In spite of these sentiments expressed in 1971, Kennedy would ultimately do an about face thereby endearing himself to the powerful abortion lobby and solidifying his place in the United States Senate as a member of the Democrat party. At his death he was widely considered one of the abortion industry’s staunchest Congressional advocates.

That necessarily meant that he also stood on the wrong side of a self-created chasm separating himself from the faith he professed to hold.

Even so, USA Today like many other media outlets has anointed Kennedy “a devout Catholic,” one who “clung to his religion’s belief in the potential for human redemption.”

While it seems like common courtesy to speak kindly of the dead, in this case, it’s even kinder to be plainly honest.

Based upon the witness of the life he lived in the public eye, Edward Kennedy wasn’t particularly honorable. He wasn’t exactly the embodiment of the kind of statesmanship that would make our Founding Fathers proud.
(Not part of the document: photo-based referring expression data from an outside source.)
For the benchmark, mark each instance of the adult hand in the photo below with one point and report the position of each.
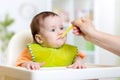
(83, 27)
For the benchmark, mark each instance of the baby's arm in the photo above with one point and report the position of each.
(25, 60)
(78, 62)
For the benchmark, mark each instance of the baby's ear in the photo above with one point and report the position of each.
(38, 38)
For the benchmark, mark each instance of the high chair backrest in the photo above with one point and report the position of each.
(17, 44)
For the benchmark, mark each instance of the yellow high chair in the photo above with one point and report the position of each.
(18, 44)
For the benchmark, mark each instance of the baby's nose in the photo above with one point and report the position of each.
(60, 32)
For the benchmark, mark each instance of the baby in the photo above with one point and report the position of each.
(48, 48)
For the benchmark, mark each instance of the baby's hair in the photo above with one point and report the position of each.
(37, 21)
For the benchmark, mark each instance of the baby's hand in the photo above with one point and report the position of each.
(33, 65)
(78, 64)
And most importantly of all, he wasn’t even close to being the face of devout Catholicism.

Though the particulars are always unique, Ted Kennedy was far more like the rest of us than we’d probably like to admit; a sinner who in death stands in need of our prayers of petition now more than ever.

By canonizing Ted Kennedy with inflated claims of a life well lived, the media and others are not only besmirching the good name of the Church, they are potentially robbing him of the merciful deeds he most certainly needs from those who really are devout Catholics.

Let us hope and pray that Ted did yet one more about face and availed himself of Divine Mercy before it was too late.

Eternal rest grant unto him, O’ Lord, and may perpetual light shine upon him.